Holding Hands



Growing up in New Delhi, my sister and I did everything together. We shared the same schools, the same games, books, clothes, fights.... We plaited each other’s hair, screamed and scratched each other’s faces, held each other through cramps. I was the older one, so I had to take care of her: clean her up when she got hurt; gently re-pierce her ears every few months when they closed up; hold her hand while crossing the road. We did everything together and the first time we were apart for more than a few days was when I went to the US for college.
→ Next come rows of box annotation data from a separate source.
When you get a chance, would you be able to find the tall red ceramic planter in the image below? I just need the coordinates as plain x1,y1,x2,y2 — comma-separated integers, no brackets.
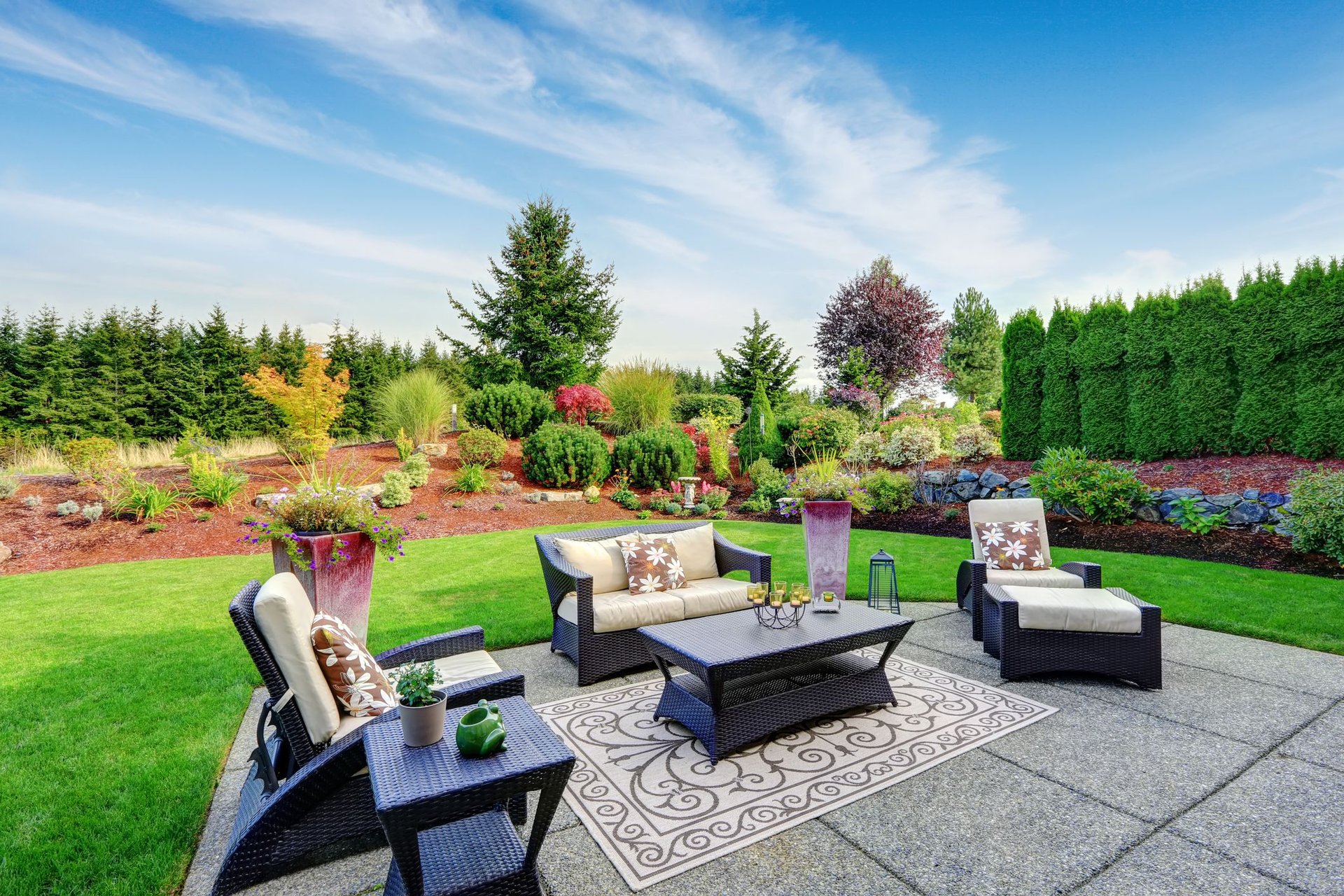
802,501,853,601
270,532,375,640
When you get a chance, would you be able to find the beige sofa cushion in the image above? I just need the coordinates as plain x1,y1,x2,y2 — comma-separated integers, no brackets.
1004,586,1142,634
556,589,685,633
668,578,751,620
555,532,638,594
966,498,1054,566
985,568,1084,589
669,523,719,582
253,573,340,744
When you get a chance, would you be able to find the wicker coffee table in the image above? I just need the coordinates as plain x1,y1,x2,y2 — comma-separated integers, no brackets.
640,603,914,763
When I met my sister again two years later, she'd come to the same tiny college. One day, we walked down the street together and my hand slipped into hers, unthinking, as we crossed a road. One block further, another; we passed a big beefy man with groceries, a group of teenage boys roughhousing, the click-clack of a woman in high heels. She suddenly tugged her hand out of mine, uncomfortable, shamefaced, aware of the stares lingering on us, the carefully blank faces and judging eyes. “They think we’re together. They think we’re like that.”



A year later, I would walk down that street again, this time holding my lover's hand, her long arms making me stoop and nestle into her. We would walk that way many times, laughing, tongue in cheek, foot in mouth, arm in arm, hand in hand. Over the years, I would hold hands with lovers many times: on a frozen bridge above the Chicago River; standing next to a ferry on the Pacific Ocean; back in the chaos of a veg-and-fruit market in Delhi; late at night in an auto, hands held tight to stop lips coming together, the auto driver staring at us in his rear-view mirror. I’d hold hands forming a circle with women singing protests against the ‘honour’ killings of women who married outside their community; with queer friends carrying a pride flag for the first time in Delhi; with a complete stranger, dressed in sequins and gold, who lit his candle from mine at a vigil for the thousands dying with HIV/AIDS and clutched my hand throughout the moment of silence.... But I'd never hold my sister's hand again.